The specification defines a common data model for SOA repositories which facilitates the use of common tooling and data sharing. It provides a rich representation of the data model that supports semantic query. It is comprised of 10 documents including: The Foundation Document, The Atom Binding Document, Atom Binding Model Schema, Core Model Schema, Policy Model, Service Implementation Model Schema. SOA Model Schema, SOAP WSDL Model Schema, WSDL Model Schema and XSD Model Schema.

The specification is based on the following design principles:

  • Use of existing standards where possible (e.g., XML, XML Schema, OWL, XPath2, APP (Atom Publishing Protocol), ASF (Atom Syndication Format), etc.).
  • Vendor neutrality.
  • Does not include governance models, but may be used by them.
  • Driven by use cases.
  • Data model extensibility for new data types, and support for system and user defined metadata.
  • Inclusion of an XML Schema based serialization for its data model.
  • Use of XPath 2 to describe its query grammar.
  • Use of OWL Lite to describe its classification system grammar.
  • Separation of the data model from the bindings which describe the interaction APIs clients use to interact with the repository.

The specification defines the following artifacts that can be stored in repository:

  • Document Artifact - any physical documents stored in the repository.
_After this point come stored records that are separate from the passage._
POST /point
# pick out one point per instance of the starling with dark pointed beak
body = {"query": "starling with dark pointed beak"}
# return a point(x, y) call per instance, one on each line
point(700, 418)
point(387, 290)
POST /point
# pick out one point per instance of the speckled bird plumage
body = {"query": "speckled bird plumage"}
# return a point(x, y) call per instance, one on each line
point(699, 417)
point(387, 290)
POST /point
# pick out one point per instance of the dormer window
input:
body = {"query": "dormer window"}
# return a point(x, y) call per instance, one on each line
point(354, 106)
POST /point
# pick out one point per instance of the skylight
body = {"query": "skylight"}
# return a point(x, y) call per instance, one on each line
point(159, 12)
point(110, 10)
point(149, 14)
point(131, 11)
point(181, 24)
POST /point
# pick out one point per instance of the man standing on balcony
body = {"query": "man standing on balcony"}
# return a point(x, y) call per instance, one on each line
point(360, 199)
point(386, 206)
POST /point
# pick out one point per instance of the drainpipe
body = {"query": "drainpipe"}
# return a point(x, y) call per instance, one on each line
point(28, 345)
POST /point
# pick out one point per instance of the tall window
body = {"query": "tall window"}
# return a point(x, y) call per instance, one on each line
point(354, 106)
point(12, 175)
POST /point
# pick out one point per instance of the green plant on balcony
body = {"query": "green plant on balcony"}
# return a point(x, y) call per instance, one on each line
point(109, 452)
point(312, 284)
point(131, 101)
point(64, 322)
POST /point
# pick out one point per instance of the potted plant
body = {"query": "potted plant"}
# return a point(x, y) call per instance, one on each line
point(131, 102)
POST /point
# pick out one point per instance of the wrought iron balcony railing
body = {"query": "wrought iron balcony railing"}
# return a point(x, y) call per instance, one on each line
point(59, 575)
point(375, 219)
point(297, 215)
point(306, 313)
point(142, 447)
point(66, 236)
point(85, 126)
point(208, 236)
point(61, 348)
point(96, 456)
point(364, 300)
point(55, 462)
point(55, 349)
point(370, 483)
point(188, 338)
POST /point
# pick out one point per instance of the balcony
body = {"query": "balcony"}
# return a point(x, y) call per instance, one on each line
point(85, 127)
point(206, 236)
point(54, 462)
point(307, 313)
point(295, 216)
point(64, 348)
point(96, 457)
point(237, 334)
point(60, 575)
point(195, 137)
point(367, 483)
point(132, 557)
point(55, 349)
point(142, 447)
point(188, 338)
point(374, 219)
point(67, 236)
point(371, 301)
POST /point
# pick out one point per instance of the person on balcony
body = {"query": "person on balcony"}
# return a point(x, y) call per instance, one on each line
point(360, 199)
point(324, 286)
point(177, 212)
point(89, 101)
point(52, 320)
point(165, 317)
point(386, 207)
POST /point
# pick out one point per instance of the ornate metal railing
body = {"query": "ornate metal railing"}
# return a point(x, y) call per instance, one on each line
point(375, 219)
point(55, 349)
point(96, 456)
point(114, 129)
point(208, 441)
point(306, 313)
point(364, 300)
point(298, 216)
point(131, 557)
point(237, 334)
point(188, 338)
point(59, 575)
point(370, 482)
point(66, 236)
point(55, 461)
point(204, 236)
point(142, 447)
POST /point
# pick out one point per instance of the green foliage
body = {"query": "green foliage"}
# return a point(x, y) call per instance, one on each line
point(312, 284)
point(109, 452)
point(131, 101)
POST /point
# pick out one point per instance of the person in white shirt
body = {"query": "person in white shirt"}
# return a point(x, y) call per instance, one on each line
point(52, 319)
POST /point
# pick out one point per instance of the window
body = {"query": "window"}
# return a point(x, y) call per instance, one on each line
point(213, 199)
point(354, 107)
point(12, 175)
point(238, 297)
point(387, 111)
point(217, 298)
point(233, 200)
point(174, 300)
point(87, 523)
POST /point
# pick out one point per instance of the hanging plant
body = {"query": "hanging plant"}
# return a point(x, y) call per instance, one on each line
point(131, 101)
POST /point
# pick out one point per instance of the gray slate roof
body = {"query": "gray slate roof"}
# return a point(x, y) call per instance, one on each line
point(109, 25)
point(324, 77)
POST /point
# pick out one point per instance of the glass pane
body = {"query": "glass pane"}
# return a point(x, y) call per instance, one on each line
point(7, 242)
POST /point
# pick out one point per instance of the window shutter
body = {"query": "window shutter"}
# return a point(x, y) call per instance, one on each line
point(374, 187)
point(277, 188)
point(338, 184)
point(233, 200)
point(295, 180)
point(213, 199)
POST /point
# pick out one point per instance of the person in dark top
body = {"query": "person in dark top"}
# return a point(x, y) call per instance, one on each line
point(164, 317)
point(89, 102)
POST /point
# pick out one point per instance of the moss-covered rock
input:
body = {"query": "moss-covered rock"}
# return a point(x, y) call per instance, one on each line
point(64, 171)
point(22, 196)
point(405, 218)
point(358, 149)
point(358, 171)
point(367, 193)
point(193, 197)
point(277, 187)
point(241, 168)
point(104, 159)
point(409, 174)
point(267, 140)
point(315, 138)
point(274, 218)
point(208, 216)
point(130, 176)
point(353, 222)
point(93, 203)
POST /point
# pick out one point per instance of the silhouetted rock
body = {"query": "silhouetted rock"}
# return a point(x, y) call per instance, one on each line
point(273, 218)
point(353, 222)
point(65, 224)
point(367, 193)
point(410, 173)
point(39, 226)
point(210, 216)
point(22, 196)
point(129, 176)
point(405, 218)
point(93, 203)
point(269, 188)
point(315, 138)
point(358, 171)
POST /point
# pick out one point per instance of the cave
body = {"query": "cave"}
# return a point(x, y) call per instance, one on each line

The predefined document types (treated specially) include, for example, XML Schema or WSDL documents..
  • Service Implementation Model Artifact - artifacts representing service implementation layer, for example, Service Operation or Service Endpoint.
  • Derived Artifact - artifacts dynamically created as a result of publishing documents supported by derivation model, for example, WSDL PortType or Policy Expression.
  • SOA Model Artifact - artifacts based on The Open Group’s SOA Ontology providing a conceptual representation of a SOA environment
  • User Defined Artifact Model - extensibility element supporting creation of interoperable user defined artifacts

Each artifact can contain three major types of metadata:

  • Relationships - associations between artifacts.
  • Properties - named attributes of an artifact instance (built-in or user-defined).
  • Classifications - artifacts taxonomy

The new repository specification is a huge leap forward from UDDI. While it introduces a lot of new techniques and approaches for repository usage, it seems to repeat some of the same shortcomings that UDDI had:

  • Despite the fact that service registry and repository are two different systems with different audiences and different architectural requirements, they are bundled together in a single specification
  • The specification is geared towards a technical audience leaving aside business analysts who typically have the lion’s share of SOA solutions design activities.